The Japanese psychologist Tomoda who translated the works of Carl Rogers into Japanese and then went on to develop a system of psychology closely related to Buddhist and Taoist thought was particularly struck by the way that Rogers’ method (if not his theory) provided the client with a safe space in which he could be entirely alone, even though in the presence of the therapist.
To my way of understanding, the idea of shunyata can well be approached through this matter of aloneness. When one dies one is alone. One is alone facing a complete unknown. Whatever your belief about the afterlife, now what is happening for real and you know that something very powerful is taking place that you actually have no knowledge about. You can enter it in fear or in faith, but either way you do so alone. This is emptiness. Whatever connections, relations, loves, achievements or projects you have accomplished in your earthly life, all are left. You are alone. This is shunyata.

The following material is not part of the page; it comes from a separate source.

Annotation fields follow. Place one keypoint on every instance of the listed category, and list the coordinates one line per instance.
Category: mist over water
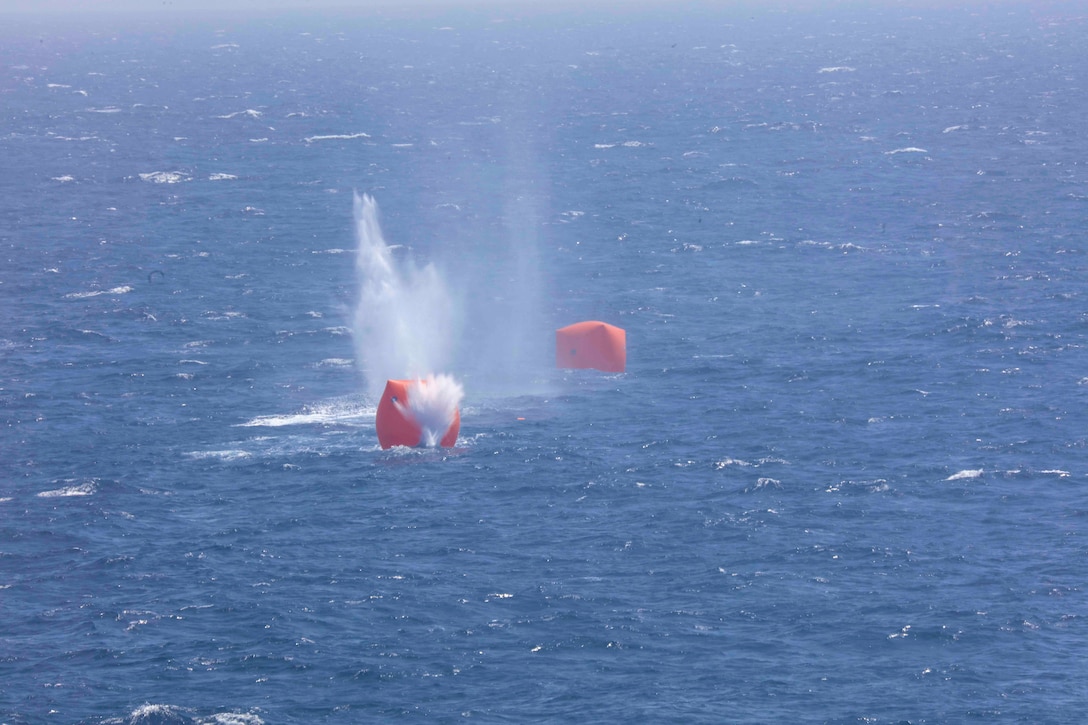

Buddhist enlightenment - spiritual awakening - is like this: to die before you die, to find that utter aloneness while still hale and fit for action here in this world. That is also faith, for you dare not enter such a state without great faith. It is a kind of fearlessness, which is not really to say that one never experiences the feeling of dread as a sensation, but rather that one has access to something that carries one through all difficulties. This something may be called the bodaishin or bodhichitta. It is not something that one can possess, but it is never unavailable.
Buddhism has a multitude of methods for helping people to approach such a state, but the final step - that in which one is seized by an other power - one must, as at death, take utterly alone, and, as at death, it is not something one can contrive nor be in control of.